Executing statements in Teradata#

Warning

Methods below read all the rows returned from DB to Spark driver memory, and then convert them to DataFrame.

Do NOT use them to read large amounts of data. Use DBReader or Teradata.sql instead.

How to#

There are 2 ways to execute some statement in Teradata

Use Teradata.fetch#

Use this method to execute some SELECT query which returns small number or rows, like reading Teradata config, or reading data from some reference table. Method returns Spark DataFrame.

Method accepts JDBCOptions.

Connection opened using this method should be then closed with connection.close() or with connection:.

Syntax support#

This method supports any query syntax supported by Teradata, like:

  • ✅︎ SELECT ... FROM ...

  • ✅︎ WITH alias AS (...) SELECT ...

  • ✅︎ SHOW ...

  • SET ...; SELECT ...; - multiple statements not supported

Examples#

from onetl.connection import Teradata

teradata = Teradata(...)

df = teradata.fetch(
    "SELECT value FROM some.reference_table WHERE key = 'some_constant'",
    options=Teradata.JDBCOptions(query_timeout=10),
)
teradata.close()
value = df.collect()[0][0]  # get value from first row and first column

Use Teradata.execute#

Use this method to execute DDL and DML operations. Each method call runs operation in a separated transaction, and then commits it.

Method accepts JDBCOptions.

Connection opened using this method should be then closed with connection.close() or with connection:.

Syntax support#

This method supports any query syntax supported by Teradata, like:

  • ✅︎ CREATE TABLE ..., CREATE VIEW ..., DROP TABLE ..., and so on

  • ✅︎ ALTER ...

  • ✅︎ INSERT INTO ... SELECT ..., UPDATE ..., DELETE ..., and so on

  • ✅︎ DROP TABLE ..., DROP VIEW ..., and so on

  • ✅︎ CALL procedure(arg1, arg2) ... or {call procedure(arg1, arg2)} - special syntax for calling procedure

  • ✅︎ EXECUTE macro(arg1, arg2)

  • ✅︎ EXECUTE FUNCTION ...

  • ✅︎ other statements not mentioned here

  • SET ...; SELECT ...; - multiple statements not supported

Examples#

from onetl.connection import Teradata

teradata = Teradata(...)

with teradata:
    # automatically close connection after exiting this context manager
    teradata.execute("DROP TABLE database.table")
    teradata.execute(
        """
        CREATE MULTISET TABLE database.table AS (
            id BIGINT,
            key VARCHAR,
            value REAL
        )
        NO PRIMARY INDEX
        """,
        options=Teradata.JDBCOptions(query_timeout=10),
    )

Options#

pydantic model onetl.connection.db_connection.jdbc_mixin.options.JDBCOptions#

Generic options, related to specific JDBC driver.

Note

You can pass any value supported by underlying JDBC driver class, even if it is not mentioned in this documentation.
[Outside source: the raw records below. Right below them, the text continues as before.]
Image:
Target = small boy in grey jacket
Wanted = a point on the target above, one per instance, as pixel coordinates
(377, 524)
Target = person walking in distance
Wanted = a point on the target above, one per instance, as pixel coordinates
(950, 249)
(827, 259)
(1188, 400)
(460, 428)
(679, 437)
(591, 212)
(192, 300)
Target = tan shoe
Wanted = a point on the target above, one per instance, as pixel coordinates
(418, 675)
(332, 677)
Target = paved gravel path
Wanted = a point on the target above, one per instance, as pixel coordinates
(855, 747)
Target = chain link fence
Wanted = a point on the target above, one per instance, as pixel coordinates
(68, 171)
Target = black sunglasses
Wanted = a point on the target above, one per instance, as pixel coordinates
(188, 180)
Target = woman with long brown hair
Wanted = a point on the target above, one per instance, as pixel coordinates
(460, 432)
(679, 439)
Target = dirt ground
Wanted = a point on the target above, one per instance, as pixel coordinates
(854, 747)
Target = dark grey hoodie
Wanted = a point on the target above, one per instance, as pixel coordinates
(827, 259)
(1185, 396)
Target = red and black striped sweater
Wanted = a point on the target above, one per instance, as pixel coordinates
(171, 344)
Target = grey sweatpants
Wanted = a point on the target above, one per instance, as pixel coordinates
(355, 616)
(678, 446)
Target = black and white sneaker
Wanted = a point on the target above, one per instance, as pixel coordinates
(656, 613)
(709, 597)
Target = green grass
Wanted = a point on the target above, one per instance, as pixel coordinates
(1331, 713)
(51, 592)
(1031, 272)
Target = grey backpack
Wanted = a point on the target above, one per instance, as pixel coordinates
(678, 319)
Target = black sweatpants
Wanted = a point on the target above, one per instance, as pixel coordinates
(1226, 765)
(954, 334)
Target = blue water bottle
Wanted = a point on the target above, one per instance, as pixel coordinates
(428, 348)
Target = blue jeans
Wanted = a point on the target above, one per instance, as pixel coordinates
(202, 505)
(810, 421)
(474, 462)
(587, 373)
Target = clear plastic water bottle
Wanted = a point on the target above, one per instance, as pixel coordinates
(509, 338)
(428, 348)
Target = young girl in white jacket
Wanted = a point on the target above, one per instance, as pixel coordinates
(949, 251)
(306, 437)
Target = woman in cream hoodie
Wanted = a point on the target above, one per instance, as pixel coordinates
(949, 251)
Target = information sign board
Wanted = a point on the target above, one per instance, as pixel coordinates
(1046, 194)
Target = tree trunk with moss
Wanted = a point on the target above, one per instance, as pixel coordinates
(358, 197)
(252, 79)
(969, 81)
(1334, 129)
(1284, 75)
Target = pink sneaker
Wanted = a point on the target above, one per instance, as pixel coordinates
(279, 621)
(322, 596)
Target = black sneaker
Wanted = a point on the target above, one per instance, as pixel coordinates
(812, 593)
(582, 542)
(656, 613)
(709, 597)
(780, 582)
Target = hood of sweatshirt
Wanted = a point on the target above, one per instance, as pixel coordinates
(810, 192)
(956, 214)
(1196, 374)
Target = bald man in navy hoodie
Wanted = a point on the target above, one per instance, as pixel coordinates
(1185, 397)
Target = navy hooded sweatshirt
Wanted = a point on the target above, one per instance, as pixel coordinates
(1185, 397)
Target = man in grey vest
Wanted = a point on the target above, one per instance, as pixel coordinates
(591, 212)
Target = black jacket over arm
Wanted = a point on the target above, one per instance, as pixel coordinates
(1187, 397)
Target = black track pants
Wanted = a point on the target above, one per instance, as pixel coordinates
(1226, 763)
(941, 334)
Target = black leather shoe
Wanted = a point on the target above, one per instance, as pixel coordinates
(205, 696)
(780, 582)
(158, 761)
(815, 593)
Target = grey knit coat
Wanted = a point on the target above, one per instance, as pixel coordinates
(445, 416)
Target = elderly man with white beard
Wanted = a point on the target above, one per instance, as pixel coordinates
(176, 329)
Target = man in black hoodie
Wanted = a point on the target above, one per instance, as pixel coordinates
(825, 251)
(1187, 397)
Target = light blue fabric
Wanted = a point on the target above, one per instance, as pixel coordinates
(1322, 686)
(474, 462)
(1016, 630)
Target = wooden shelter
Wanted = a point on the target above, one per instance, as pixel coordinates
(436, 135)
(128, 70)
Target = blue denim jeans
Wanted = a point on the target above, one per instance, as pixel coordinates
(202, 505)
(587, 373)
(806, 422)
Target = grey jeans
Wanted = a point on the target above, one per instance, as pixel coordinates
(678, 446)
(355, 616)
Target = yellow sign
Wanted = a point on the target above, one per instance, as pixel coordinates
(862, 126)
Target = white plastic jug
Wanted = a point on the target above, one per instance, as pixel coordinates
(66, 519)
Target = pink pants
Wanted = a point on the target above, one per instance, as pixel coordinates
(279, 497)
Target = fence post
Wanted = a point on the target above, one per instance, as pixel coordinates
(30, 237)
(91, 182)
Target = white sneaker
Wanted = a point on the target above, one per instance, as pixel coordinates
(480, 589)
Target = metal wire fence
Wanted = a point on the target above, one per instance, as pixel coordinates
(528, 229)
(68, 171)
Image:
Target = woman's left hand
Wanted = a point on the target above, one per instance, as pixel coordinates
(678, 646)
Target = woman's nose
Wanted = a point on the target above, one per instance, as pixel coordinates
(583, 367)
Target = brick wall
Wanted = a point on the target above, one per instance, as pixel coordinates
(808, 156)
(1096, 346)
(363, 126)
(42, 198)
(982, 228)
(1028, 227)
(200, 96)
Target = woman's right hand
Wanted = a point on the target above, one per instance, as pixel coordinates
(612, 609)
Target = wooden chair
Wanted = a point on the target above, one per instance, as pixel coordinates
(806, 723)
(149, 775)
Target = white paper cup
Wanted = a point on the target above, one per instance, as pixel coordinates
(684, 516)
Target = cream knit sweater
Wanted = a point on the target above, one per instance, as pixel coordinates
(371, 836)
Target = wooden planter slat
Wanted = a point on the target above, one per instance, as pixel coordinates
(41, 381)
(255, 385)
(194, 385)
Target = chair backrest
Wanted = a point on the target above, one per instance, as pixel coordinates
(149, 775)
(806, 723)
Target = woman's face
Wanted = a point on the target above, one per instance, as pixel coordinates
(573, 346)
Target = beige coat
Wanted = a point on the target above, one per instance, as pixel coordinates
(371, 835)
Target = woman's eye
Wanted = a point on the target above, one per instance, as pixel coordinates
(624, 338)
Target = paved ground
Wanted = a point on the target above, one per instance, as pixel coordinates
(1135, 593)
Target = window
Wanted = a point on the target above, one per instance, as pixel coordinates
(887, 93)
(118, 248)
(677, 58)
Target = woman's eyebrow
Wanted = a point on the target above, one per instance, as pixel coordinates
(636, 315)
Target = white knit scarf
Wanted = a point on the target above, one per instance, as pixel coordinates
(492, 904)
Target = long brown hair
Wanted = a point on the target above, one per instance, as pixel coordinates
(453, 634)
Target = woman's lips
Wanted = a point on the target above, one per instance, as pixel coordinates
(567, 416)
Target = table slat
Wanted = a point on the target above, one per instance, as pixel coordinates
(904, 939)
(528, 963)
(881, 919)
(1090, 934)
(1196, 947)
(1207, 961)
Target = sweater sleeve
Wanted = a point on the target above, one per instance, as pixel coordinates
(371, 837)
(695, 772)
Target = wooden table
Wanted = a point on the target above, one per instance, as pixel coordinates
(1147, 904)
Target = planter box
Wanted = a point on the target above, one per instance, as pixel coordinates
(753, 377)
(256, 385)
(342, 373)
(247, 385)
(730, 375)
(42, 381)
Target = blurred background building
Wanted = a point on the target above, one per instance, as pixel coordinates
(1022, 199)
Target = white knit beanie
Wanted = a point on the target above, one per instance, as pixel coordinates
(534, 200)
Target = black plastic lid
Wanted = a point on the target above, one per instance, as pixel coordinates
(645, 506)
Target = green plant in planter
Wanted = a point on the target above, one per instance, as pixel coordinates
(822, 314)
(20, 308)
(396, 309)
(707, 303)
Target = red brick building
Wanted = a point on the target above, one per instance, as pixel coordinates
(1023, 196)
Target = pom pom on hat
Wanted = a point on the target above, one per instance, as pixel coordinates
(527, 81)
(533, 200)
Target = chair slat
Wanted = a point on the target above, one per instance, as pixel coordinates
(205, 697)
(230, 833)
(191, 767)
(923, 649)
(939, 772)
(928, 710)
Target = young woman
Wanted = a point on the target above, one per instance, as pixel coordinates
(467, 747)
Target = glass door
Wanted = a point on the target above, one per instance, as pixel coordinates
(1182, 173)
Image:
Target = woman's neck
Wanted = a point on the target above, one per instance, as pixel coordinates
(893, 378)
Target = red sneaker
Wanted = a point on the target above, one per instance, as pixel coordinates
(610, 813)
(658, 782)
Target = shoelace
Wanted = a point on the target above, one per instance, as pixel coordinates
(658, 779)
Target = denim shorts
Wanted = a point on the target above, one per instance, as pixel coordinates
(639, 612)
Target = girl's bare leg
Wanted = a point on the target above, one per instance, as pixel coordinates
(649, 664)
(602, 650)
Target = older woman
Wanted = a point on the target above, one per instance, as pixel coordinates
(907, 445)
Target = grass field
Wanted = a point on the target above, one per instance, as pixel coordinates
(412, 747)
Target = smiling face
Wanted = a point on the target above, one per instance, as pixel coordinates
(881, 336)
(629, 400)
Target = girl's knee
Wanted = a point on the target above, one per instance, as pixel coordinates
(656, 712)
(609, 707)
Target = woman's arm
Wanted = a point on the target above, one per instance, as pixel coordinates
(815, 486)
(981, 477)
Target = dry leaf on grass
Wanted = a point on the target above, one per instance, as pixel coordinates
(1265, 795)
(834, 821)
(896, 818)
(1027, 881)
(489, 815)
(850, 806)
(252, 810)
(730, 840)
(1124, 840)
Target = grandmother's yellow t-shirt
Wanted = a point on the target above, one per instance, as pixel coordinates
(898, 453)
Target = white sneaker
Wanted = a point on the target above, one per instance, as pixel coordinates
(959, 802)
field query_timeout: int | None = None (alias 'queryTimeout')#

The number of seconds the driver will wait for a statement to execute. Zero means there is no limit.

This option depends on driver implementation, some drivers can check the timeout of each query instead of an entire JDBC batch.

field fetchsize: int | None = None#

How many rows to fetch per round trip.

Tuning this option can influence performance of reading.

Warning

Default value depends on driver. For example, Oracle has default fetchsize=10.